In the background, the club's WH40k campaign seemed to get off to a good start as far as we could tell.

Of course, there were pork scratchings at the post-match discussion in the Con Club bar...

Monday, 3 January 2011

Resolving to be unresolved...

So, with plenty of snow over the last fortnight, attendance at AWC has been lower than might be expected. Nevertheless, the Sunday Dr Who game saw Overlord and New Andrew pit wits over four games each, each with very different but always plausible* results.  The two final AWC meetings of 2010 saw an evening of Pandemic (I was too knackered/full of head cold to sort out something myself, and Mr. Manning kindly proffered an empty seat to his game) and then an evening of Flintloque.  New Andrew had recently expressed an interest in trying out the rules, and the fortuitous temporary return of Rob Alderman meant we could indulge in a game set in the world of Valon, a Yule/Solstice tradition of ours**.

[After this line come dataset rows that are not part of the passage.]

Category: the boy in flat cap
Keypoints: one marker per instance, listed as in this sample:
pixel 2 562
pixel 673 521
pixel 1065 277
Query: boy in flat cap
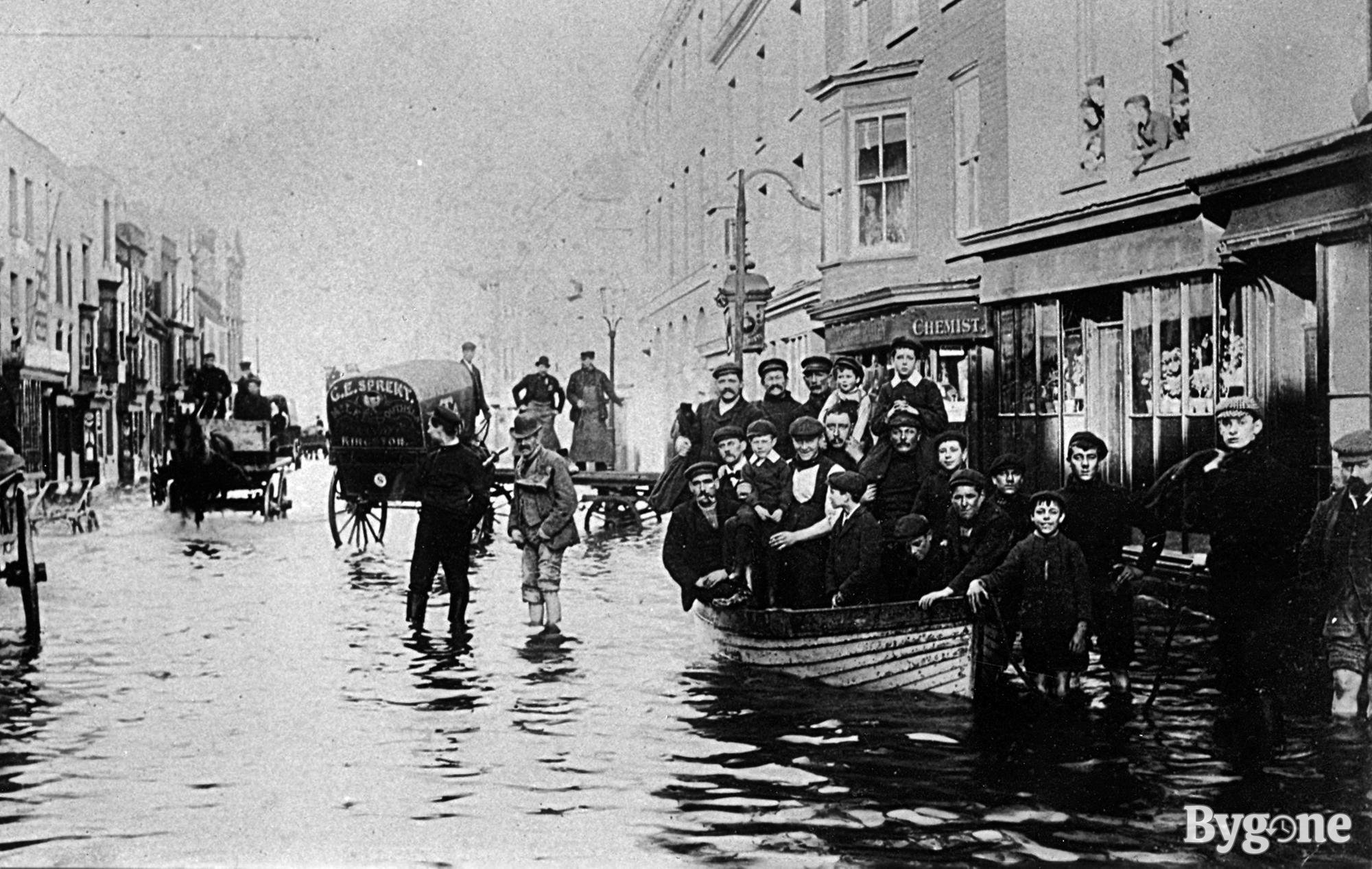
pixel 817 370
pixel 766 495
pixel 779 406
pixel 1100 519
pixel 694 550
pixel 1049 572
pixel 1337 556
pixel 855 547
pixel 729 407
pixel 455 494
pixel 1252 509
pixel 591 392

December saw no other wargaming, amidst the festivities.  A flying visit to Kenilworth and Rob (a budding sculptor of Flintloque/Slaughterloo miniatures, incidentally who has his own blog here) saw him break out various boardgames he'd owned for a long time but had yet to play.  One was Bugman's Bar Brawl or some such, and the other was War On Terror.  All good fun (I hesitate to say clean, given the content of both...).  As for New Year's Eve, a posse of workmates came over for a Western-themed murder mystery party, and no-one seemed to suffer any pain as a result (except the murder victim of course, and those foolish enough to over indulge in both grain and grape).

However, most importantly the last two weeks has seen my 15mm US Company for Vietnam games completed! Three platoons plus four MG squads, or 128 figures.  No excuses for me not to roll out Charlie Don't Surf  at AWC, particularly as it may offer a nice alternative for any members not involved in the WH40k campaign being set up (16 AWC members have signed up for this, which is being organised by Wily Nick).

So, a New Year and the knotty issue of resolutions.  I've never been any good with these, so instead here are some aims:
  • Get some pictures on here.
  • Be in a position to copy this brilliant idea by December 31st, 2011...
  • Finish my 15mm WWI late war Brits for Squarebashing by November
  • Finish my 1/600th German Battle of Britain aircraft by May
    Have all my Vietnam kit ready for a CDS game at Overlord 2011 (failure is not an option; the committee'll kill me otherwise).
  • Paint some 28mm stuff, anything really- didn't touch any of the 28mm lead pile in 2010.
  • Pick a period in the Lead pile that will distract me from completing one/some/all of the above...
As for pig-product, I received my share of the ridiculously oversized Christmas ham prepared by my folks, whilst some barbecue glazed mini pork sausages complemented the Murder Mystery's sippin' whiskey.

*Yes, I know we're dealing with Dr Who here. 
**At least, Rob and I consider it a tradition long-standing since 2009.  Let me know when it's appropriate to define something as traditional.